Living so close to New York City, Ms. Roth’s family often went to the theater, but although she loved the shows they saw, Ms. Roth never dreamed of being an actress. She did, however, want to know more about the process of putting a show together. She now believes that producing, like editing and conducting and other “interpretive” processes, is deeply creative. She began reading plays and produced “Nick and Nora” in 1991. While she loves musicals, most of her productions have been straight plays, she pointed out, and several have won the Pulitzer Prize.
As her parents introduced her to the magic of the theater, “I did the same for my children,” Ms. Roth said. The theatrical itch has spread to her son, Jordan Roth. He is the president of Jujamcyn Theaters, which owns and operates five Broadway houses. Ms. Roth’s daughter, Amanda Roth Salzhauer, is a social worker and president of Hillel at her alma mater, Dartmouth College, at the Roth Center for Jewish Life. “We are a very committed family,” Ms. Roth said.
When Ms. Roth first read Ms. Pogrebin’s book, she was producing Nora Ephron’s “Love, Loss and What I Wore,” which was a series of stories. That gave her the idea that “Stars of David” could be handled in a similar way. “I remember thinking I didn’t even know that one was Jewish,” she said, noting that Jews always love to discover a “member of the tribe.”
Although few of the celebrities are observant, most feel that Judaism plays an important role in their lives as tradition, culture, and as a way of being. “I think that many of us today think of that as what being Jewish is,” Ms. Roth said. (That, of course, is a view validated by the latest research on American Jews by the Pew Center for Research.)

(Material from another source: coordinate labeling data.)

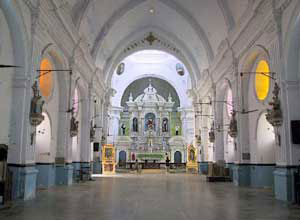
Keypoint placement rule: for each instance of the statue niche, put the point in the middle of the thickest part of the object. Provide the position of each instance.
(135, 125)
(165, 125)
(74, 125)
(150, 122)
(36, 107)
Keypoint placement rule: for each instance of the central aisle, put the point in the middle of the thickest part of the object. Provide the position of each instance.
(153, 197)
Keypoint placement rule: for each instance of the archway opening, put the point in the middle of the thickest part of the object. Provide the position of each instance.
(43, 141)
(265, 141)
(46, 78)
(177, 157)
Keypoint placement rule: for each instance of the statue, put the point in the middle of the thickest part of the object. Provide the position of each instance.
(130, 98)
(150, 124)
(165, 125)
(92, 132)
(211, 134)
(123, 127)
(177, 130)
(274, 115)
(233, 125)
(135, 125)
(192, 155)
(36, 107)
(170, 98)
(74, 126)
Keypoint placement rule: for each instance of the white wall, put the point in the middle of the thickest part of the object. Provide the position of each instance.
(6, 76)
(43, 141)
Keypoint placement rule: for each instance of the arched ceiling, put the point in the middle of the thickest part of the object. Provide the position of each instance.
(200, 24)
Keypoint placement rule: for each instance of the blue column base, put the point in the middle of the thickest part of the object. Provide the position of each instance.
(23, 181)
(86, 167)
(76, 169)
(241, 174)
(64, 174)
(46, 175)
(97, 167)
(203, 167)
(262, 175)
(230, 167)
(283, 183)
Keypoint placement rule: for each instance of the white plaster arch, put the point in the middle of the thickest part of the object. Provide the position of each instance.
(265, 140)
(292, 47)
(119, 54)
(19, 129)
(118, 14)
(180, 95)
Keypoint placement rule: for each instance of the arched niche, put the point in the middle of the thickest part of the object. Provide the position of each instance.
(265, 141)
(248, 98)
(46, 80)
(43, 141)
(163, 88)
(227, 114)
(77, 114)
(177, 157)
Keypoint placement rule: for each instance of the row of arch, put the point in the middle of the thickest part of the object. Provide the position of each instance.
(254, 88)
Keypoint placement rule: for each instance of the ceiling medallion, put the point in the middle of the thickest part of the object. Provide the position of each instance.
(151, 38)
(121, 69)
(180, 69)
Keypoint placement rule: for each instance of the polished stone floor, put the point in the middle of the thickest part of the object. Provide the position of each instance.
(155, 197)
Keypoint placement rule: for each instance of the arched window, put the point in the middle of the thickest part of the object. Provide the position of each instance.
(135, 126)
(177, 157)
(46, 78)
(75, 102)
(262, 80)
(229, 102)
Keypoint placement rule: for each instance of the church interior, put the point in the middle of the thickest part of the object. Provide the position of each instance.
(150, 109)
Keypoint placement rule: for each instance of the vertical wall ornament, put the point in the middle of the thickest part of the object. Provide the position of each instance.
(36, 107)
(233, 125)
(74, 126)
(274, 115)
(211, 134)
(92, 132)
(198, 138)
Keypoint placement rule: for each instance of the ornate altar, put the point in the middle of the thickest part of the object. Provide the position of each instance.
(108, 159)
(192, 164)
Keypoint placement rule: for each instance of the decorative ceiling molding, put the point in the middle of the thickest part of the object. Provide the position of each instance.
(79, 11)
(152, 39)
(118, 14)
(229, 20)
(136, 44)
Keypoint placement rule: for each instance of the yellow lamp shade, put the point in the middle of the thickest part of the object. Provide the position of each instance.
(46, 79)
(262, 81)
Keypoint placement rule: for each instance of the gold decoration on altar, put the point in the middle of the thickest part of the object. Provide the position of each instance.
(192, 164)
(108, 159)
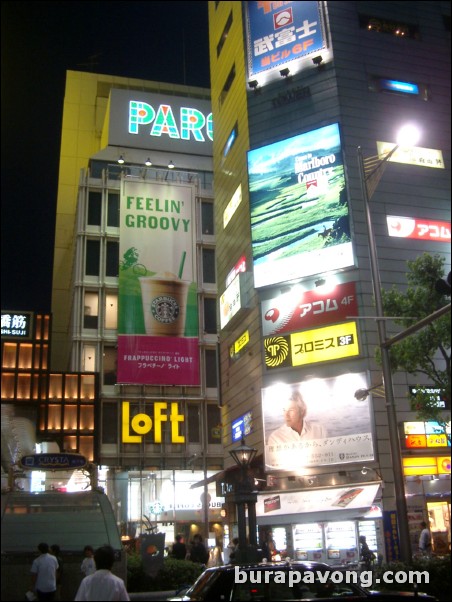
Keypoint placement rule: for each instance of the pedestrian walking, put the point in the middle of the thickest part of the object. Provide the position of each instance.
(425, 540)
(44, 574)
(88, 566)
(179, 549)
(56, 551)
(103, 585)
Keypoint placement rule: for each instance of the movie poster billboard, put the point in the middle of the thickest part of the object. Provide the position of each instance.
(158, 311)
(335, 429)
(280, 32)
(299, 208)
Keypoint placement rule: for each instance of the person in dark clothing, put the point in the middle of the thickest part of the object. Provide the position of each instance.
(56, 551)
(179, 549)
(198, 552)
(367, 556)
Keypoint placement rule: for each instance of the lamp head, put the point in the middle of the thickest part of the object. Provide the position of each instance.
(408, 136)
(243, 455)
(362, 394)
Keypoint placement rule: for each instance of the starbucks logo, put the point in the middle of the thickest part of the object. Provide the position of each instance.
(165, 309)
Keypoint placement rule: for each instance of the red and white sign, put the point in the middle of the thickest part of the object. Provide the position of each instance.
(421, 229)
(296, 311)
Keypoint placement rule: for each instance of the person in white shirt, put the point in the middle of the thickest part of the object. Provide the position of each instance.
(88, 566)
(43, 573)
(296, 427)
(425, 540)
(102, 585)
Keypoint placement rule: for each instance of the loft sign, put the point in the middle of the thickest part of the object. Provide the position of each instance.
(134, 428)
(183, 124)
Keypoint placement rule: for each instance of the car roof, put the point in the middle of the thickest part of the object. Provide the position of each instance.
(306, 565)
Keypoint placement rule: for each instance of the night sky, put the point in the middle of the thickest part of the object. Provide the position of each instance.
(159, 41)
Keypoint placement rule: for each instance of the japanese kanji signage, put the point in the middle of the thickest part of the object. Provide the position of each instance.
(421, 229)
(299, 310)
(17, 324)
(326, 434)
(311, 346)
(281, 32)
(158, 307)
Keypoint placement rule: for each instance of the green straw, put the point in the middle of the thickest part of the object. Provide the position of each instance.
(181, 267)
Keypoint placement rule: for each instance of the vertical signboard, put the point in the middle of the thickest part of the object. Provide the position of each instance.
(299, 207)
(158, 313)
(280, 32)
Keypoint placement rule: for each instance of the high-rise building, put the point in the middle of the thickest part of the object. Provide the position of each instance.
(134, 294)
(297, 89)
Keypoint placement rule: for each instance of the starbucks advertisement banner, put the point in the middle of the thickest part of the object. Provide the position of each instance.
(158, 311)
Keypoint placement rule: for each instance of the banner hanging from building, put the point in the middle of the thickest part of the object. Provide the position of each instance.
(158, 308)
(308, 423)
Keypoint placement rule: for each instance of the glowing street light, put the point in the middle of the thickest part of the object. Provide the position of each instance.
(370, 171)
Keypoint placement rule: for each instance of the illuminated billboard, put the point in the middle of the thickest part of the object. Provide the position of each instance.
(421, 229)
(332, 342)
(281, 32)
(17, 324)
(299, 207)
(412, 155)
(297, 310)
(158, 308)
(327, 434)
(160, 122)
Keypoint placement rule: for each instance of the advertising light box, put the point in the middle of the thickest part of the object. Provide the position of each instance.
(420, 229)
(298, 310)
(299, 208)
(332, 342)
(335, 428)
(280, 32)
(17, 324)
(158, 121)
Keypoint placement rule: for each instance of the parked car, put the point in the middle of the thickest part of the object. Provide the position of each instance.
(283, 581)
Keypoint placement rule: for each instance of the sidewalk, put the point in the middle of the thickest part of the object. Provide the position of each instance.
(152, 595)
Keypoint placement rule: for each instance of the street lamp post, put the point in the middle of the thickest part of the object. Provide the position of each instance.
(370, 171)
(244, 497)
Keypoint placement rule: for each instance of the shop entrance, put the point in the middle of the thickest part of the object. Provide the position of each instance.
(439, 518)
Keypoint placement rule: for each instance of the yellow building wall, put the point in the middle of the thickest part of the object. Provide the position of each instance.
(242, 380)
(83, 134)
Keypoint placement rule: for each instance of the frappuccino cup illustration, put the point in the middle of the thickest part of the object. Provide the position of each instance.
(164, 298)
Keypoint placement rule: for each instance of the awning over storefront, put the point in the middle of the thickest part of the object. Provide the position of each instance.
(343, 502)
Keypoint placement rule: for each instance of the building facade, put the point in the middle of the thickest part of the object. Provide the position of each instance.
(296, 88)
(135, 218)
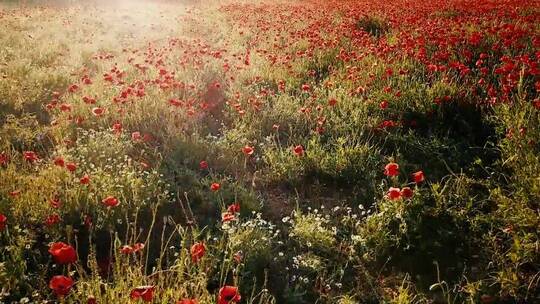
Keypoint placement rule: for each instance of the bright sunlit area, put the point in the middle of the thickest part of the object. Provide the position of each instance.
(270, 152)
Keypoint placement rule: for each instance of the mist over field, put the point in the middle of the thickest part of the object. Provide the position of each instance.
(270, 152)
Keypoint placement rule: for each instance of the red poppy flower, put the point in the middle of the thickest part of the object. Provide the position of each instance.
(72, 88)
(203, 165)
(85, 180)
(146, 293)
(247, 150)
(110, 201)
(55, 202)
(138, 247)
(91, 300)
(65, 107)
(227, 217)
(394, 193)
(3, 222)
(392, 169)
(136, 136)
(61, 285)
(238, 256)
(126, 249)
(298, 150)
(228, 294)
(59, 161)
(71, 167)
(97, 111)
(117, 128)
(197, 251)
(187, 301)
(4, 159)
(406, 192)
(215, 187)
(63, 253)
(15, 193)
(233, 208)
(52, 219)
(418, 177)
(30, 156)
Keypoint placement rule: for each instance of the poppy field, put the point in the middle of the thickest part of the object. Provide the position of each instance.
(270, 152)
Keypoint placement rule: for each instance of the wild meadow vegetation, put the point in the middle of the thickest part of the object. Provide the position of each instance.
(270, 152)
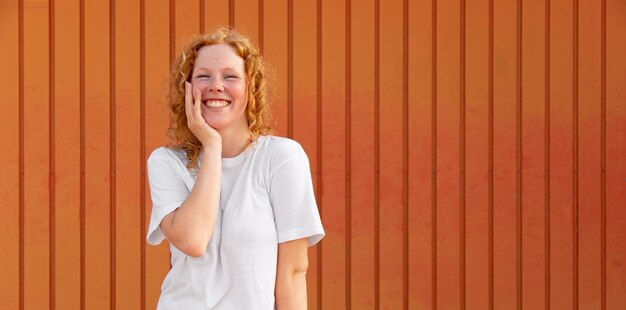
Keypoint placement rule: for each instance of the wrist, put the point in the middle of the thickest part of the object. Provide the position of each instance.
(211, 150)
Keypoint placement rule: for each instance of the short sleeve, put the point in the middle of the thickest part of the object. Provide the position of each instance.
(293, 201)
(167, 190)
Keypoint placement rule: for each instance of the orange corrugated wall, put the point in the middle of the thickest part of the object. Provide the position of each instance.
(465, 154)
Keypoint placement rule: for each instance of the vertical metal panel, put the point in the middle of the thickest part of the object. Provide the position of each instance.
(362, 131)
(504, 163)
(247, 18)
(390, 144)
(615, 150)
(128, 157)
(11, 184)
(448, 155)
(216, 14)
(36, 157)
(589, 155)
(304, 110)
(66, 137)
(333, 140)
(533, 154)
(419, 149)
(477, 154)
(275, 52)
(560, 161)
(157, 64)
(98, 113)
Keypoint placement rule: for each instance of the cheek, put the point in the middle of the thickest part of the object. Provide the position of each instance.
(201, 85)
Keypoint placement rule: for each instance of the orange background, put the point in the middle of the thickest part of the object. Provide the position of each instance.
(465, 154)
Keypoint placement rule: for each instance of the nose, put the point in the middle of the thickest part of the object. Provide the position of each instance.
(215, 85)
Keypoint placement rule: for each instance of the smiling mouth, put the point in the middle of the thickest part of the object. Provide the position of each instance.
(211, 103)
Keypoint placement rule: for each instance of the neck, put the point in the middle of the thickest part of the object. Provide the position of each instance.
(234, 141)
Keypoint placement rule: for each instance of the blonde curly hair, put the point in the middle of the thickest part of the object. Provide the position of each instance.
(257, 111)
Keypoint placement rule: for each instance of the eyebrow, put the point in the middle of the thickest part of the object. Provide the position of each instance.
(224, 69)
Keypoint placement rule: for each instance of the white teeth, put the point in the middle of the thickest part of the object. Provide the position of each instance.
(216, 103)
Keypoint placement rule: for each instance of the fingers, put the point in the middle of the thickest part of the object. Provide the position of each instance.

Ms. Roth and her team are planning to take “Stars of David” on the road when it finishes its New York City run, performing at Jewish community centers and other venues. The show already is booked in Florida, California, and Toronto. “Our whole intent was to birth it here and have it go where audiences will respond,” Ms. Roth said. She hopes that some of the cast will travel with the show.
It’s a very positive piece of material, Ms. Roth said, and it emphasizes the importance of being true to oneself. “A lot of the people coming to see the show are not even Jewish.”